Given the extension in the title is finite, show that there exists an $n\geq 0 $ and $y \in L$ such that $y^{p^n} = t$ and $\mathbb F_p(t)(y) \leq L$ is a separable extension.
I have currently the result that if $x$ is inseparable over $K =\mathbb F_p(t)$ then $K(x)$ contains a $p$th root of $t$.
Here I am asked to show that essentially $L $ contains a $p^n$th root of $t$ for some non-negative $n$. I suspect that maybe I can manage to use some kind of inductive argument but I can't quite see how to set it up?
If $K(t) = K\leq L$ is separable to begin with, then we know that we can take $n=0$ since $t\in L$.
If not, then $\exists x \in L$ such that $x$ is inseparable over $K$.
then $\exists x_1 \in K(x)$ such that $x_1^p = t$.

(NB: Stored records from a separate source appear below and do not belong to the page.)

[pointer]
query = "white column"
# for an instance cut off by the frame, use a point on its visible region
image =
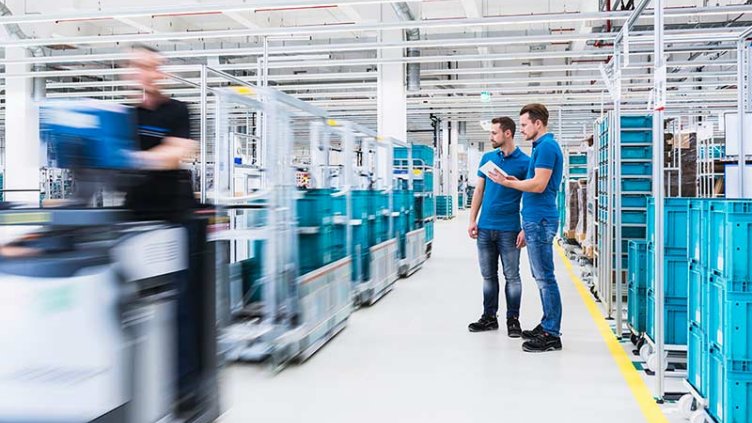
(391, 95)
(22, 159)
(454, 171)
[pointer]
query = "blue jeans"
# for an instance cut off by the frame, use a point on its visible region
(539, 237)
(491, 246)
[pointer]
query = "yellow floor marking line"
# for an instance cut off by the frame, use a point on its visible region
(640, 390)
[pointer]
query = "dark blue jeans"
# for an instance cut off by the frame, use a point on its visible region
(539, 237)
(491, 246)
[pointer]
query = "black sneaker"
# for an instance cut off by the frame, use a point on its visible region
(484, 323)
(530, 334)
(514, 330)
(543, 343)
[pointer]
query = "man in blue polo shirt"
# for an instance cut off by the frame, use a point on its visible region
(498, 230)
(540, 219)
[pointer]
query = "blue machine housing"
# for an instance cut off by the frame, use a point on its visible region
(89, 134)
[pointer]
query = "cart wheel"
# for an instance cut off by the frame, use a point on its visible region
(687, 405)
(698, 417)
(640, 343)
(646, 351)
(653, 362)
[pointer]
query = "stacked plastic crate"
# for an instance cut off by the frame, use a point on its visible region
(637, 286)
(675, 271)
(636, 184)
(444, 208)
(576, 169)
(728, 310)
(424, 201)
(319, 242)
(697, 340)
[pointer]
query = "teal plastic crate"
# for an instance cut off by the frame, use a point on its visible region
(424, 183)
(316, 208)
(429, 207)
(423, 155)
(642, 121)
(675, 276)
(636, 137)
(637, 152)
(636, 169)
(637, 264)
(697, 230)
(578, 171)
(418, 211)
(698, 360)
(636, 185)
(444, 206)
(729, 320)
(634, 201)
(578, 159)
(729, 389)
(730, 239)
(698, 294)
(675, 236)
(429, 231)
(360, 253)
(637, 301)
(675, 320)
(633, 217)
(633, 232)
(315, 249)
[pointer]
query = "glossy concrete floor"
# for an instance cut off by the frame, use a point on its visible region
(410, 358)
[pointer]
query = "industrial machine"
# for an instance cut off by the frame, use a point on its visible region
(90, 303)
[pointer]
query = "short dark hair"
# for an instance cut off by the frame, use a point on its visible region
(505, 123)
(536, 111)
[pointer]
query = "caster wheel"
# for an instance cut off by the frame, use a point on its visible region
(640, 343)
(687, 406)
(698, 417)
(646, 351)
(653, 362)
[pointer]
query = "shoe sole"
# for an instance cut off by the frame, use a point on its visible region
(482, 330)
(549, 349)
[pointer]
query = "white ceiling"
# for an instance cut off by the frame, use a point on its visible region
(519, 73)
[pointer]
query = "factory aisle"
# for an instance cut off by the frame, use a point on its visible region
(410, 358)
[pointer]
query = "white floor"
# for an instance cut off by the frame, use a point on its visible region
(410, 358)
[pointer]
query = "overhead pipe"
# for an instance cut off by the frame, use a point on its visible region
(411, 34)
(14, 31)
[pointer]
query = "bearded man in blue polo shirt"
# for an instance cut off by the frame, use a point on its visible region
(540, 219)
(499, 231)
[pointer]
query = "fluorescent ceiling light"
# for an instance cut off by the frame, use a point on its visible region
(298, 57)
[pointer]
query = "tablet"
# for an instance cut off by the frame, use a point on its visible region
(489, 165)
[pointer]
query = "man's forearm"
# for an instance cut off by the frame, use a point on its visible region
(475, 206)
(528, 185)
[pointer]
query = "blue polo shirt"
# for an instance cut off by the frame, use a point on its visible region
(501, 205)
(546, 155)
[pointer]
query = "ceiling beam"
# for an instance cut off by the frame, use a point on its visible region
(237, 17)
(322, 29)
(139, 26)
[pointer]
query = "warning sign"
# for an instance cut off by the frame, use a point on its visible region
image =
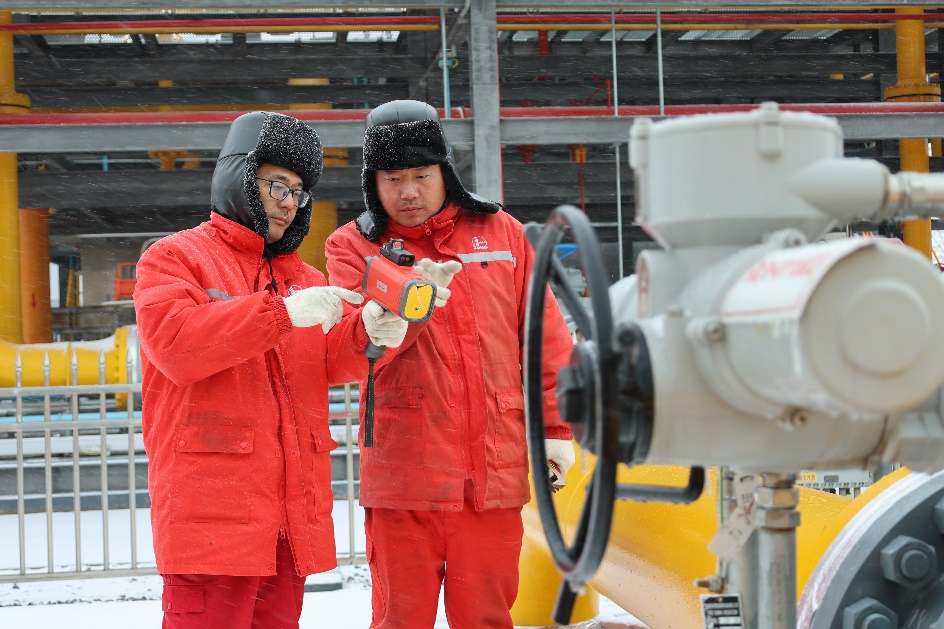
(722, 611)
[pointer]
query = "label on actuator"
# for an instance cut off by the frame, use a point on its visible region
(722, 611)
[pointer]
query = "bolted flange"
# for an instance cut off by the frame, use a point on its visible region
(867, 613)
(909, 561)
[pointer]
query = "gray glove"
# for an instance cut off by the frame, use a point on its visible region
(383, 327)
(319, 304)
(439, 273)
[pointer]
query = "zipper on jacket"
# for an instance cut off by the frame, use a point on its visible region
(268, 256)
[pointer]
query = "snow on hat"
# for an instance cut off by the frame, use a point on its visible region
(256, 138)
(408, 134)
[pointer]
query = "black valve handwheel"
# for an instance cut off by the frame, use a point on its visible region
(595, 396)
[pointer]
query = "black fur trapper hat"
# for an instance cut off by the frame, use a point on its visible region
(407, 134)
(262, 137)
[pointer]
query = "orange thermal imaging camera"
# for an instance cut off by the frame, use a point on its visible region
(391, 281)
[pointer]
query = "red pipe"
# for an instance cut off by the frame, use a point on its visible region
(316, 115)
(650, 18)
(223, 24)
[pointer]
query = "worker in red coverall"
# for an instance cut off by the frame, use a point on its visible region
(445, 480)
(240, 340)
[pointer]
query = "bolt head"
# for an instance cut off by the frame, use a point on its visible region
(868, 613)
(909, 561)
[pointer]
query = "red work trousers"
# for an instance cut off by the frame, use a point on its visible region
(412, 553)
(209, 601)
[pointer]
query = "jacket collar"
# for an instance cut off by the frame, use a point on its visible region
(237, 235)
(444, 219)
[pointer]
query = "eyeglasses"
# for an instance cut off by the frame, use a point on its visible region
(279, 191)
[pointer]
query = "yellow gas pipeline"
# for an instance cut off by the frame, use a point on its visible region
(88, 355)
(656, 551)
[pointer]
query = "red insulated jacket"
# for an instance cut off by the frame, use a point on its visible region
(450, 403)
(236, 404)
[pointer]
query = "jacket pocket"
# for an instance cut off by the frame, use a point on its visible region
(316, 445)
(399, 427)
(212, 473)
(183, 599)
(511, 443)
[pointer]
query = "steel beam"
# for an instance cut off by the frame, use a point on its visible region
(104, 5)
(103, 138)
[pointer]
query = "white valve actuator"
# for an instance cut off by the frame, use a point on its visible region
(846, 327)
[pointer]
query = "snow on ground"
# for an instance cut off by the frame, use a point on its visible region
(116, 602)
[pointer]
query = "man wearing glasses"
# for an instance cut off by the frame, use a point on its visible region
(240, 340)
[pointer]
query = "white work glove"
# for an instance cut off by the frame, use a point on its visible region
(440, 274)
(383, 327)
(319, 304)
(560, 458)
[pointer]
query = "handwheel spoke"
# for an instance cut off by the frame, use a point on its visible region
(599, 392)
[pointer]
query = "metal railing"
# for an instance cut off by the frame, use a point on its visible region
(75, 455)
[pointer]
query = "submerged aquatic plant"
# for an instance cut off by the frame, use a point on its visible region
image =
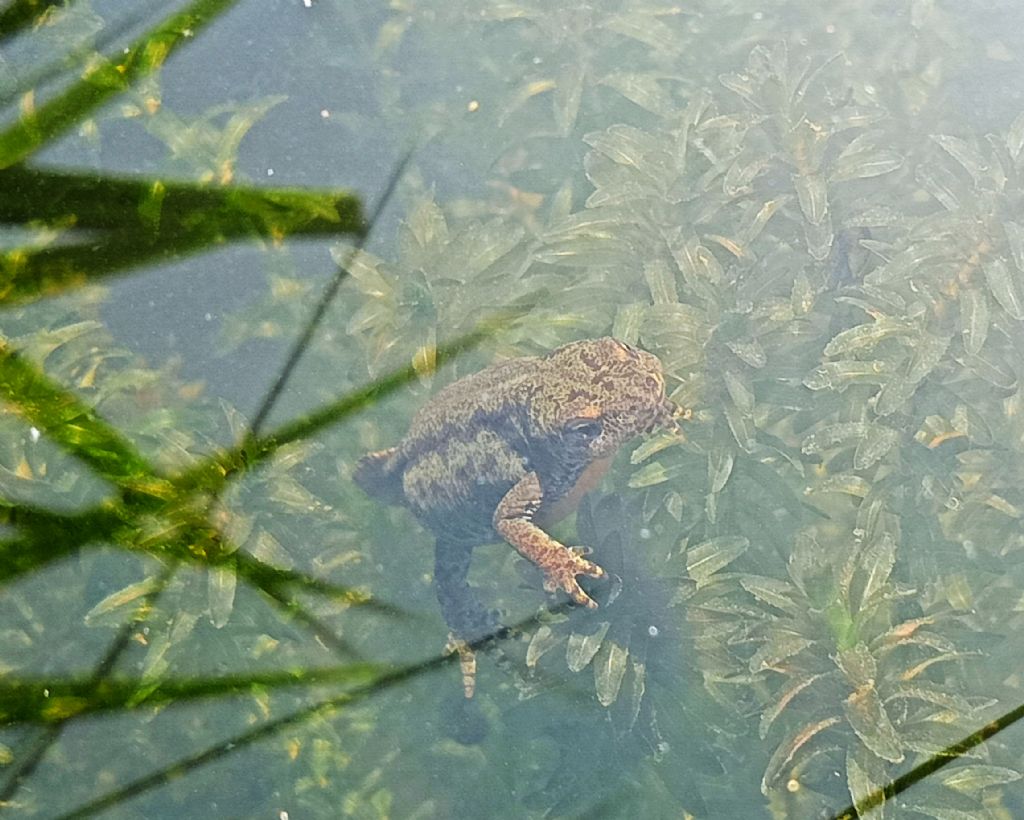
(815, 591)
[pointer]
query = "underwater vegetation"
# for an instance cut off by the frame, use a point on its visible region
(814, 592)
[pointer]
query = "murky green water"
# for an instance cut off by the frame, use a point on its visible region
(812, 213)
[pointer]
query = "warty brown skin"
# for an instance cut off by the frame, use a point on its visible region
(502, 452)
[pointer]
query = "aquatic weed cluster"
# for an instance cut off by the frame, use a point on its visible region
(816, 590)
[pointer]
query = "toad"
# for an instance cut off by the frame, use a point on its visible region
(509, 450)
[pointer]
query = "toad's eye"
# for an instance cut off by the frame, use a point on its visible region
(587, 429)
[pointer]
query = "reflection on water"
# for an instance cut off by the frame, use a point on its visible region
(810, 214)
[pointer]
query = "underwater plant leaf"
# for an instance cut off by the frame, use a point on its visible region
(875, 445)
(862, 786)
(977, 777)
(609, 669)
(941, 183)
(567, 96)
(544, 640)
(660, 282)
(212, 472)
(783, 698)
(833, 435)
(581, 647)
(221, 583)
(812, 192)
(642, 89)
(634, 148)
(964, 153)
(773, 592)
(644, 29)
(779, 645)
(111, 608)
(1015, 239)
(876, 566)
(721, 459)
(864, 337)
(705, 559)
(869, 721)
(1004, 288)
(786, 750)
(975, 318)
(104, 79)
(862, 159)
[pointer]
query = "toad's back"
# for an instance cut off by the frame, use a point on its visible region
(498, 454)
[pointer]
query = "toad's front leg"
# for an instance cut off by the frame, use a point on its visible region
(560, 564)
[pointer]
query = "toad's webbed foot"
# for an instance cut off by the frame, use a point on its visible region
(560, 568)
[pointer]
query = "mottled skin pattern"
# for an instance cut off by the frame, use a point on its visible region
(501, 452)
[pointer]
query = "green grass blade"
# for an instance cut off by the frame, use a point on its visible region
(103, 80)
(60, 416)
(19, 14)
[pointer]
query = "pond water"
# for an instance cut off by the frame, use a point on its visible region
(812, 214)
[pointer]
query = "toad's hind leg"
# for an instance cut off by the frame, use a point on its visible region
(560, 564)
(463, 612)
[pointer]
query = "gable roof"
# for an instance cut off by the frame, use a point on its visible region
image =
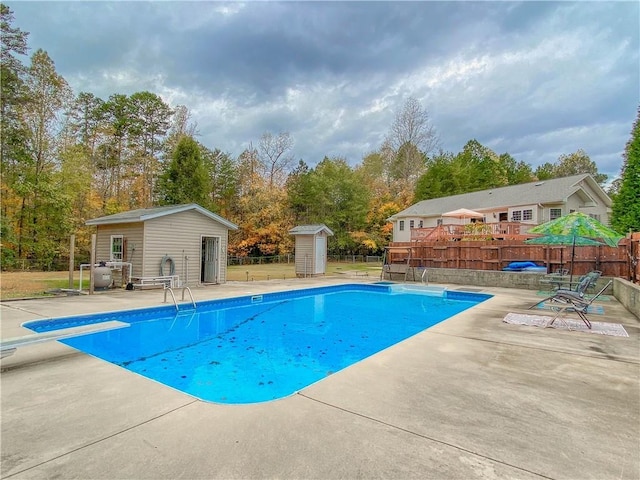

If $K(x_1) \leq L$ is separable then we are done. Otherwise,...
At this point I want to be able to say "rinse and repeat" with $x_1$ in place of $t$, so that if we find a $y \in L $ such that $y^p = x_1$ then $y^{p^2} = t$. Continue until we find a $y$ such that $K(y) \leq L$ is separable.
However I don't know if doing such a thing is legitimate, or even if it is a process that is guaranteed to terminate.
How might I be able to polish off this argument?